Two of them, actually.

In 1964, with Joe Namath at quarterback, the Crimson Tide finished 10-0 during the regular season and was voted No. 1 in The Associated Press media poll as well as the coaches’ poll, both of which conducted their final tally before the bowls.

Alabama closed the season with a 21-17 loss to Texas in the Orange Bowl. If another poll has been conducted, Arkansas undoubtedly would have finished No. 1 with an 11-0 record that included a regular-season victory over Texas – the Longhorns’ only loss – and a Cotton Bowl triumph over Nebraska.

The real soft spot in Bryant’s record came nine years later.

While the AP began awarding its title after the bowls in 1965, largely because of what happened the season before, the coaches poll continued to be based strictly on the regular season.

Alabama was No. 1 in both polls after a perfect regular season in 1973, but the Crimson Tide lost to No. 2 Notre Dame 24-23 in a Sugar Bowl still remembered as one of college football’s landmark games. The Fighting Irish claimed the AP title, prompting the coaches poll to change its format the following year.

”Hey, any time you win a national championship, regardless of who puts you in there, you count it,” quipped Gene Stallings, who played for Bryant and is the only other Alabama coach to win a national championship in the modern era. ”I’m sure he counted it.”

Records aside, Saban said he’ll never surpass Bryant’s total body of work.

”I think Bear Bryant is probably the greatest coach that ever coached college football,” Saban said. ”That would be my vote, and it would stay that way for a long time, because he had success over a long, long period of time.”

Indeed, Bryant captured his first three national titles with an all-white team during the turbulent civil rights era of the 1960s, then three more after integration and a switch to the revolutionary wishbone offense in the early 1970s.

”The environment of college football changed dramatically during his time,” Saban said. ”He won championships running the wishbone, he won championships passing the ball. He effectively changed with whatever his players could do and whatever was required at the time.”

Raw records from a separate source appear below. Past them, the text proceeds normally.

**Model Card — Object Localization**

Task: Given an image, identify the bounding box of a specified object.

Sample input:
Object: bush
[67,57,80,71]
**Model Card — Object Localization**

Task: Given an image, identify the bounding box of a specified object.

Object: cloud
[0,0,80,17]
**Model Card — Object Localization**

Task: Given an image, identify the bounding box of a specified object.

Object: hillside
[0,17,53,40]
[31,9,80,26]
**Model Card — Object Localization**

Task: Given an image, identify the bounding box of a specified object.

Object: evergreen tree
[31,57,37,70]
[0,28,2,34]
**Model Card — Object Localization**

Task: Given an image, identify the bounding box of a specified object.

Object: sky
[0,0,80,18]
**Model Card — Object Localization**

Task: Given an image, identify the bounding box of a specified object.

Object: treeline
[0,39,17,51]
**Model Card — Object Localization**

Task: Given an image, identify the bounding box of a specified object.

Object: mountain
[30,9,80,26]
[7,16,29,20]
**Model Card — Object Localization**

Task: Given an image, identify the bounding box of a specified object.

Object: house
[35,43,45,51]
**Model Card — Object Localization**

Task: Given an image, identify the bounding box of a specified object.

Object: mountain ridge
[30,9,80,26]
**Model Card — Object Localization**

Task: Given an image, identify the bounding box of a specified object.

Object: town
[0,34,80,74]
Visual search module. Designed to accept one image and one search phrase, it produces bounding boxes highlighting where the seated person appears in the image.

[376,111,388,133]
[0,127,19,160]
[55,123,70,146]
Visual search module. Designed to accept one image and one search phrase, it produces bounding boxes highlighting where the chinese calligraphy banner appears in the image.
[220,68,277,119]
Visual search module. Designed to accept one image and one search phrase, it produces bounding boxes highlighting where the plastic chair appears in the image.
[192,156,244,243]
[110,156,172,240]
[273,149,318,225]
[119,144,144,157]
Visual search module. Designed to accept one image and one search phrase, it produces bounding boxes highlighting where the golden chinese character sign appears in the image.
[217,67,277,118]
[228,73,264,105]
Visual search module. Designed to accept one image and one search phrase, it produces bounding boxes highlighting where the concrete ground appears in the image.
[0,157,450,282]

While hardly a driving force when it came to breaking down racial barriers, Bryant supposedly scheduled the 1970 season opener against Southern Cal – which featured African-American running back Sam Cunningham – to show the value of having black players.

”He had a great impact on integration of college football in the South, which may be his most significant accomplishment,” Saban said. ”A lot of those things that he accomplished, I don’t know that anyone else could provide the leadership that could match that.”

Bryant retired after the 1982 season with a then-record 323 wins. He died about a month later at the age of 69.

”I think coach Saban could’ve won back in coach Bryant’s era, and coach Bryant could’ve won in coach Saban’s era,” Stallings said. ”But to compare them? I don’t think you can do that.”

More than three decades after his death, Bryant’s presence still looms large over the Alabama program. The stadium in Tuscaloosa bears his name. Many fans continue wear Bear-style hats and other houndstooth attire to games. Most of the coaches that succeeded him struggled to deal with his enormous legacy.

Not Saban.

He has embraced Alabama’s history while carving out a dynasty that surpasses any of Bryant’s sustained runs of greatness .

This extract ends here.